Scottish referendum

The parts of Scotland that attracted the most Yes votes should terrify Labour

The referendum result may have been the one that Labour wanted, but the party would do well to heed the warning sent to it by its historic Scottish strongholds.

Three of the four regions that voted Yes are Labour-run local authorities. In a list ranked in order of the size of the Yes vote, Labour councils are concentrated in the top half, not the bottom. 10 of those top 16 are either run by Labour or in no overall control where Labour is tied as the largest party with the SNP.

In the graph below, those Labour-SNP councils are coloured green. The others are coloured by the majority party – yellow, in this instance, referring to the SNP and not the Liberal Democrats.

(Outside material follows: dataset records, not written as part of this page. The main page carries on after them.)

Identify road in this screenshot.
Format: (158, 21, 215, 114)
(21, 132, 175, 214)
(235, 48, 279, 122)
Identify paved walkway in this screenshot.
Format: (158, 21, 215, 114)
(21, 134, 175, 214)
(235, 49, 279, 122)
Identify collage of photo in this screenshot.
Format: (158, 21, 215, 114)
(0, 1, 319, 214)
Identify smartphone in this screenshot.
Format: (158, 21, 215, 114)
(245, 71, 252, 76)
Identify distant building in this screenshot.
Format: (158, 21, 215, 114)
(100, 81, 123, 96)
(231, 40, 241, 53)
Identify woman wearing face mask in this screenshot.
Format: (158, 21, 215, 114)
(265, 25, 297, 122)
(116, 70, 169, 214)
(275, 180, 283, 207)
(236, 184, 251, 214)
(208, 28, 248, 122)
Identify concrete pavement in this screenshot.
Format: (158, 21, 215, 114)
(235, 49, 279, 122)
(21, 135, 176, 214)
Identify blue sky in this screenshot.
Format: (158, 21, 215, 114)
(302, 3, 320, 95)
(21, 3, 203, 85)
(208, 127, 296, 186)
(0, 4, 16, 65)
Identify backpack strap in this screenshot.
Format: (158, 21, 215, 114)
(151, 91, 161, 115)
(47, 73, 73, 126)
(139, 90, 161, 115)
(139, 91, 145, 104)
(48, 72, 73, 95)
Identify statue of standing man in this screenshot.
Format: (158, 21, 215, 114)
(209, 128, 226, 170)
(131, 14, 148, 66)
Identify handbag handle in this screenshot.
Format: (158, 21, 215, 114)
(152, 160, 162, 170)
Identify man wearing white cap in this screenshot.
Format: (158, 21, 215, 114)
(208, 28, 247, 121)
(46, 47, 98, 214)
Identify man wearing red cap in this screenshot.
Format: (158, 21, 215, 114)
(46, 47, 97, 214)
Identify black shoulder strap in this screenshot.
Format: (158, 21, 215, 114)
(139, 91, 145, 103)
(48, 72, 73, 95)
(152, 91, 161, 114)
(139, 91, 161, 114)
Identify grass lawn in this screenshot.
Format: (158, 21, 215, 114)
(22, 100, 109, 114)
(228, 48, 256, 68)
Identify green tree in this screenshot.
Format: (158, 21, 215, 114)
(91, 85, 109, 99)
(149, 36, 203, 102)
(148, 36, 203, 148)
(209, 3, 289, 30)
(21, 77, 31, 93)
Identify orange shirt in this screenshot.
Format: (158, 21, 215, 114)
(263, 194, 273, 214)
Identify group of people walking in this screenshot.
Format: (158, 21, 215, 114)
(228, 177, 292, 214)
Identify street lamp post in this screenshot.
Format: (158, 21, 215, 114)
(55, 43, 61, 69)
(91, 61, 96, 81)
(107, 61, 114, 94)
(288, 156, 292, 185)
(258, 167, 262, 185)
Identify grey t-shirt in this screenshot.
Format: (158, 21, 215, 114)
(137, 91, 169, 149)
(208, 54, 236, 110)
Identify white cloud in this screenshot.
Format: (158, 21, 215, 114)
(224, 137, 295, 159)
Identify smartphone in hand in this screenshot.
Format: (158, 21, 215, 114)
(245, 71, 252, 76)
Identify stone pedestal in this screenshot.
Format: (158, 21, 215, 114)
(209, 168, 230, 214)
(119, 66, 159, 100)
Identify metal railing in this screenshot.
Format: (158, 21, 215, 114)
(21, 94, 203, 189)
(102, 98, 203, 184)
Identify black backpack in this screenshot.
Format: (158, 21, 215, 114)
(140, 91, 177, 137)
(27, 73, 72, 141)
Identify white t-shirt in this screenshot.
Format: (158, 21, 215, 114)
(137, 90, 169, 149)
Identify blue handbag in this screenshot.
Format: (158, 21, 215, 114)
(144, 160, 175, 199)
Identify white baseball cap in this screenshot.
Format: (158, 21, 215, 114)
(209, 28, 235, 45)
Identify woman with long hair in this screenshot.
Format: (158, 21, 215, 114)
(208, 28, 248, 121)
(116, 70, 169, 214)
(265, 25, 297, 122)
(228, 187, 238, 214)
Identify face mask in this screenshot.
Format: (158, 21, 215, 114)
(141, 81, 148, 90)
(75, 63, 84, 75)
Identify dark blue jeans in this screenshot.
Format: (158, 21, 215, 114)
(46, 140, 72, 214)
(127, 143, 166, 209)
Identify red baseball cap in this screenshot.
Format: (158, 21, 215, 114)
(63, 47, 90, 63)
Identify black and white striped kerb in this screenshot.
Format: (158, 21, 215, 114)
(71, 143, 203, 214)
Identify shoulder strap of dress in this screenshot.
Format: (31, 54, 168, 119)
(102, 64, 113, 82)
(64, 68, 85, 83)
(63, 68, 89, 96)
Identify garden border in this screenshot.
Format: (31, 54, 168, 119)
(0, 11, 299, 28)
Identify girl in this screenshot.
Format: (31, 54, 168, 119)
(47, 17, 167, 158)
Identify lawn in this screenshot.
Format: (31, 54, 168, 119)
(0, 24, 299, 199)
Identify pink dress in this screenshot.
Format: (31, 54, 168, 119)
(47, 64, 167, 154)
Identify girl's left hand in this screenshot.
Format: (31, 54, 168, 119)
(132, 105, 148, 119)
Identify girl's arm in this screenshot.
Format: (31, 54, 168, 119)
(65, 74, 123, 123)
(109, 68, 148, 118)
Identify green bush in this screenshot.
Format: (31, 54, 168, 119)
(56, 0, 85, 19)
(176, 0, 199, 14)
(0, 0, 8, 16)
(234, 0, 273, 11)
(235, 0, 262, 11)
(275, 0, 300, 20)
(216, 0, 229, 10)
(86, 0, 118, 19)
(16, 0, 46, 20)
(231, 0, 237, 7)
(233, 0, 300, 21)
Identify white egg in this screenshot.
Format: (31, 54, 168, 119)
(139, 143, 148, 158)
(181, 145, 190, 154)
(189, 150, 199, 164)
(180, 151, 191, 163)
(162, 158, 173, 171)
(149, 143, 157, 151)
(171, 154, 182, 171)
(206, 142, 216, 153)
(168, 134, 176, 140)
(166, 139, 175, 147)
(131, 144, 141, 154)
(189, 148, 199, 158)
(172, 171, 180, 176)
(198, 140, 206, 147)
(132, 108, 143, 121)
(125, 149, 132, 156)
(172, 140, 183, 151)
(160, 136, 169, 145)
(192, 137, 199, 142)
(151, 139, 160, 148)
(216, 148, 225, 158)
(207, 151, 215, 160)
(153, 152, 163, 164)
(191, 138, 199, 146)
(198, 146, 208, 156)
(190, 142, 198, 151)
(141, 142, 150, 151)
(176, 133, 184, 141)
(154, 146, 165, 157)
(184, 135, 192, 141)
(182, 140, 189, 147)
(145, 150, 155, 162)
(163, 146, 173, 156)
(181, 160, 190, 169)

% of Yes support by councilGrey councils are those run by a group of independents.

Labour should be alarmed that such traditionally sympathetic areas like Glasgow and North Lanarkshire voted Yes, and that in other places like Falkirk and Fife almost a half of voters did the same. The party was nominally at the forefront of the No campaign – yet wasn’t able to persuade a large chunk of its supporters to follow the line.

The SNP has its own questions to answer, of course – most pertinently, why did only one of the areas it runs locally (Dundee) vote Yes, while places like Perth & Kinross and Aberdeenshire saw a Yes vote down in the high 30s.

But it’s Labour who ought to be terrified by the prospect of losing a slice of its Scottish wedge of support, not just at the referendum but also at the general election and on into the future. The question of independence may trigger a generational shift in the voting patterns of Scotland – one from which all parties will gain and lose in decades to come.